We call it ingredient-driven cuisine. Because every ingredient and every sauce in every dish is just so, so important. And they’re sourced with great thought put behind it all. We use beautiful fish, fresh herbs and spices. We take the time to toast and to grind and to coax the most flavor out of every ingredient.

[A favorite would be] the warm duck confit, one of our biggest sellers. It’s just the balance. The confit, it’s made with a duck leg, so rich. And we use a reduced chicken stock to moisten it up a bit. What really makes it is the contrast [the duck plays off the smokiness of the fingerling potatoes, the punch of caramelized fennel, the sweetness of candied pecans and the crunch of toasted Noble bread crostinis]. All the flavors – it’s almost a symphony on a plate.

What do you think Hearth ‘61 adds to the Valley’s food scene as a whole?
In my career, so many hotel restaurants have gotten a bad rap… But when you look at San Francisco [where I’m from], some of the great restaurants are in hotels. Even hotel restaurants can take it a step further. First off, you have to define who you are and ownership has to believe in that. And the second thing is we have so many more resources than a freestanding restaurant as far as the labor and the prepping, the butchering. It’s a little city in a hotel. What it brings to the Valley is, I think, it brings a dignity and kind of a marquee value to hotel restaurants everywhere. This is a hotel restaurant that acts and cooks [as if] it could be a freestanding restaurant in a corner in L.A., San Francisco, anywhere. The quality of the food, the emphasis on the food and the creativity that goes into the dishes… Even something as simple as chicken. We get our chicken from a gentleman up in New River – it’s Two Wash Ranch chicken.

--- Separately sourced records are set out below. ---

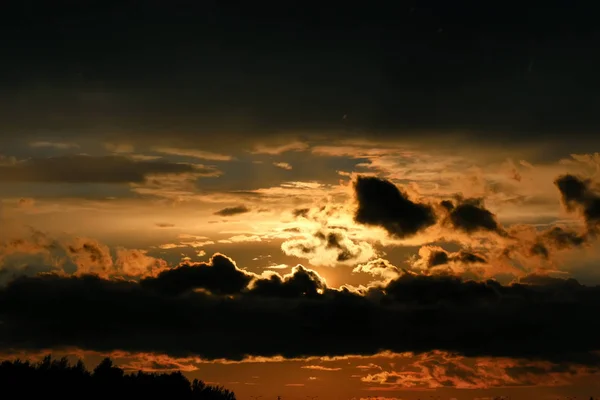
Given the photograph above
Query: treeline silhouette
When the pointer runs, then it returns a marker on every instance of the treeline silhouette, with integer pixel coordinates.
(50, 377)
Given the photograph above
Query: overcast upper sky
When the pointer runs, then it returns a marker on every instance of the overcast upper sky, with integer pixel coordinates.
(397, 200)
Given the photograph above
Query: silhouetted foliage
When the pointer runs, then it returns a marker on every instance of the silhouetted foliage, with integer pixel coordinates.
(50, 378)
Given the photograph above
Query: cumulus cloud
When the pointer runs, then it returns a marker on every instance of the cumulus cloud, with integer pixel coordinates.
(434, 256)
(230, 211)
(578, 194)
(328, 247)
(83, 168)
(379, 268)
(470, 215)
(201, 310)
(381, 203)
(220, 276)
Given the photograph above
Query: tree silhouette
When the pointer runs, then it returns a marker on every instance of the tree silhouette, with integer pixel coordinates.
(58, 377)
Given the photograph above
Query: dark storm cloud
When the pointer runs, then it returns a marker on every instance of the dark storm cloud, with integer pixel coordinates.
(297, 315)
(229, 211)
(88, 169)
(288, 72)
(441, 257)
(219, 276)
(470, 215)
(301, 282)
(301, 212)
(579, 195)
(381, 203)
(557, 238)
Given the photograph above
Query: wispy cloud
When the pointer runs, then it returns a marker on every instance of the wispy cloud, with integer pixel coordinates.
(203, 155)
(56, 145)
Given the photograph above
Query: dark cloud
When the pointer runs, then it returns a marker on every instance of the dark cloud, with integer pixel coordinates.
(441, 257)
(301, 282)
(579, 195)
(220, 276)
(89, 169)
(229, 211)
(301, 212)
(557, 238)
(542, 319)
(470, 215)
(326, 240)
(381, 203)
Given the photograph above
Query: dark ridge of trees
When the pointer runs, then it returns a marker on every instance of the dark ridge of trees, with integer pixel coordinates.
(51, 377)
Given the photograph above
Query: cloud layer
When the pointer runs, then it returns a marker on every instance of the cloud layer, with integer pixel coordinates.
(216, 310)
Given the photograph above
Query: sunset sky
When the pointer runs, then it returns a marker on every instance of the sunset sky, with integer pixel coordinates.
(394, 201)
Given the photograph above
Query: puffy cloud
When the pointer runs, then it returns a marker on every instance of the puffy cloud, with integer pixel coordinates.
(381, 203)
(434, 256)
(300, 282)
(470, 215)
(328, 247)
(220, 276)
(283, 165)
(168, 314)
(379, 268)
(91, 257)
(579, 195)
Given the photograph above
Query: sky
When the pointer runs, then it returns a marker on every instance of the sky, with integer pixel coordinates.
(350, 201)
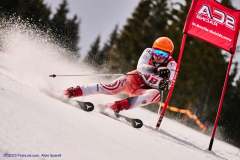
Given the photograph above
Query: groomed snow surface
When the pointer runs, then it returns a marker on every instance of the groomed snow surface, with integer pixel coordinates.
(35, 124)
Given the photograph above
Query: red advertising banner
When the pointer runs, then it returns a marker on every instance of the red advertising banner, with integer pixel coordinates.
(214, 23)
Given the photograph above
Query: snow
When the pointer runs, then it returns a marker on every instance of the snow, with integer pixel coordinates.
(33, 123)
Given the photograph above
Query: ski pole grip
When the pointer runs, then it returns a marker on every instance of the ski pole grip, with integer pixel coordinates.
(52, 75)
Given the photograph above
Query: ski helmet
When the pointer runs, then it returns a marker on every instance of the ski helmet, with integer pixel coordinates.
(164, 44)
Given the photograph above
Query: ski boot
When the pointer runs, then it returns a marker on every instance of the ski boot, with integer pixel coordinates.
(73, 92)
(119, 106)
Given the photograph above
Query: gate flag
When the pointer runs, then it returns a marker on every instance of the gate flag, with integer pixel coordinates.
(210, 21)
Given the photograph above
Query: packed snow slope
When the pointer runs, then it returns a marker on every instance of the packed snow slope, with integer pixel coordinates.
(37, 125)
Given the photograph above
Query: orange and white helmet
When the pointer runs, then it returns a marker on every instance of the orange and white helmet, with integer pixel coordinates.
(164, 44)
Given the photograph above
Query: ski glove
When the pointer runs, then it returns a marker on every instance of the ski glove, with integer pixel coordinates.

Even as something as simple as that, we’re taking it to the next level just by respecting the quality of the ingredients.

What do you think of the current trend of many top Valley chefs flocking to hotels (like Chef Dushyant Singh at The Camby, or Alex Stratta at Found:RE)?
[At resorts] we could pay more than competitive wages. We always had health, dental, medical, 401(k), things that maybe freestanding restaurants can’t offer… I get excited about the diversity of a hotel. Because there’s a restaurant, and we’re serving breakfast, lunch and dinner. And then I’m doing a wedding for 150. Beautiful, beautiful food, because we’re a small, boutique hotel with 183 rooms. We’re not doing weddings for 1,200. Our weddings are around 100, 125. You can still do gorgeous food. I love the diversity of a room-service department, where you can do gorgeous amenities. When you check into the hotel and you send me an email, I’m going to make sure there’s a note in your room and there’s something beautiful. It might not be a half bottle of Veuve Clicquot, although I’ve done that before, but I’m going to make you feel welcome into our house.

How has the Valley’s food scene changed since you’ve been here?
When I moved here from the Bay area in ‘89, I had two choices of lettuce: iceberg and Romaine. And I literally flew lettuce out from California. There was nowhere to buy fresh fish. The purveyors weren’t up to speed. I used my source up in Seattle and got everything three times a week. And I couldn’t even get it from the airports. I had to send somebody out to get it… Now, it’s changed dramatically. The bar is so much higher than it was 25 years ago. It’s just unfathomable. There was still good food, but there wasn’t much of it. It’s really improved dramatically.

Is Hearth ’61 where you finally hang your hat for good?
Opening restaurants isn’t anything new to me. I think I’ve got a couple more in me. We’re working on another one as we speak over at this crazy little place called Castle Hot Springs.

What's that?
It was Arizona’s first resort. Opened in 1891. It’s over by Lake Pleasant. We’re planning to build an eco-resort there. Do some guest rooms, a six-acre organic farm. There’s 180,000 gallons of water that comes from the center of the Earth – every day, for millions of years. That’s what’s going to irrigate the pools and the ponds and this wonderful garden. Maybe we’ll even brew some beer there.

*Editor's note: This interview has been edited for length and clarity.